Why it issues: Found in October 2022, BlackLotus is a robust UEFI-compatible bootkit bought on underground marketplaces at $5,000 per license. The malware offers spectacular capabilities, and a brand new evaluation now confirms safety consultants’ worst fears.
BlackLotus is a potent risk towards fashionable firmware-based pc safety. This UEFI bootkit provides offensive capabilities beforehand out there solely to advanced-persistent threats (APT) and state-sponsored teams to script kiddies and any paying “buyer.” Kaspersky researchers found and dissected the malware in 2022 and located a really compact combination of Meeting and C code.
A brand new report by ESET analyst Martin Smolár now confirms some of the excellent and harmful capabilities of the malware: BlackLotus is the primary “in-the-wild” UEFI bootkit to compromise a system even when the Safe Boot characteristic is accurately enabled. Smolár says it is a malicious equipment that may run on totally up to date UEFI programs.
BlackLotus may also do its soiled deeds on a totally up to date Home windows 11 system. The Slovak safety enterprise says the malware is the primary publicly identified risk designed to abuse the CVE-2022-21894 “Safe Boot Safety Characteristic Bypass Vulnerability.” Microsoft fastened this flaw in January 2022. Nevertheless, unhealthy actors can nonetheless exploit it utilizing validly signed binary recordsdata not added to the UEFI revocation list.
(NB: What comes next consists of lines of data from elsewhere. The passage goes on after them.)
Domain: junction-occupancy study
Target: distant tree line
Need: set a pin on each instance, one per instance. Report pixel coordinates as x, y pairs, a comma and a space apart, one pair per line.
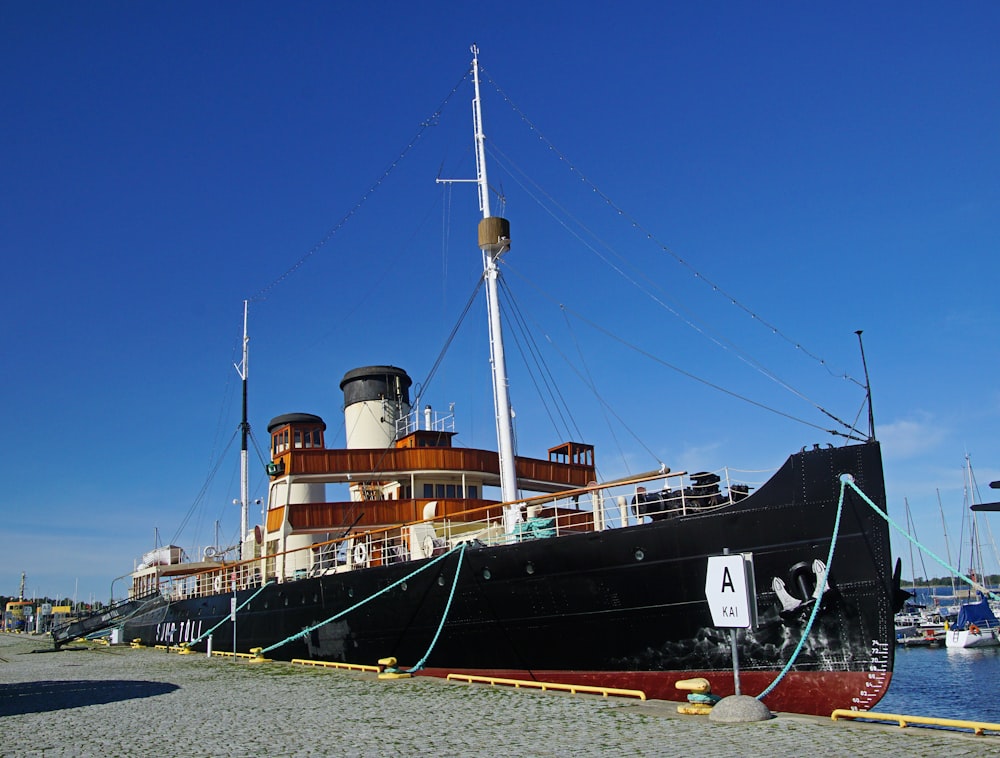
80, 607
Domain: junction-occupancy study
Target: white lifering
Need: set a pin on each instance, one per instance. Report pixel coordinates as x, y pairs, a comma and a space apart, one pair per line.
361, 553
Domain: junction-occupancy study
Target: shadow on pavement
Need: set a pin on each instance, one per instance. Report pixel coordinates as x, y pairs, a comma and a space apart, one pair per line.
46, 696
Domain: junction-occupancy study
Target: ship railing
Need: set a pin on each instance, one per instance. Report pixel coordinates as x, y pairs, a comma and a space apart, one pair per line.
622, 503
426, 419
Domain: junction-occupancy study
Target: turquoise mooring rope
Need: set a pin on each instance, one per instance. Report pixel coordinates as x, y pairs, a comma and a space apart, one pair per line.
458, 569
819, 596
382, 591
921, 546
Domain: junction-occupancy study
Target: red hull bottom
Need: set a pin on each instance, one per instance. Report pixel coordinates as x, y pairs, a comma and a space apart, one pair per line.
812, 692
The bootkit can disable many superior security measures on the OS degree, akin to BitLocker, HVCI, and Home windows Defender. Smolár notes that after put in, the malware’s main purpose is to deploy a kernel driver, which protects the bootkit from elimination. Then an HTTP downloader contacts the command&management server for additional directions or further user-mode or kernel-mode malicious payloads.
In response to Smolár, the BlackLotus provide found on hacker boards is real. The malware is as succesful as the unique vendor mentioned, and we do not know who created it but. Thus far, essentially the most telling proof about its origins is that some BlackLotus installers don’t proceed with bootkit set up on programs situated in Moldova, Russia, Ukraine, Belarus, Armenia, or Kazakhstan.
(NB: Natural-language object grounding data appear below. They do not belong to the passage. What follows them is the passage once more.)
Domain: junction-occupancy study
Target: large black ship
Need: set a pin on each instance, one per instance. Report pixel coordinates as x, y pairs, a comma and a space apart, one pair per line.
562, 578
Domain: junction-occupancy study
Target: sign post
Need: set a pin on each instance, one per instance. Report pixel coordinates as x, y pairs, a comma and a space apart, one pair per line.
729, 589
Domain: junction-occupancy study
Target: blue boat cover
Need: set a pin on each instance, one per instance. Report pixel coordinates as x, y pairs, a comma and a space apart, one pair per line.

Smolár factors out that UEFI bootkits are “very {powerful} threats” as a result of they management the OS boot course of and disable numerous OS safety mechanisms to deploy malicious payloads invisibly throughout startup. BlackLotus is the primary occasion of a genuinely omnipotent UEFI bookit found within the wild. It probably will not be the final since a proof-of-concept to use CVE-2022-21894 is already out there on GitHub.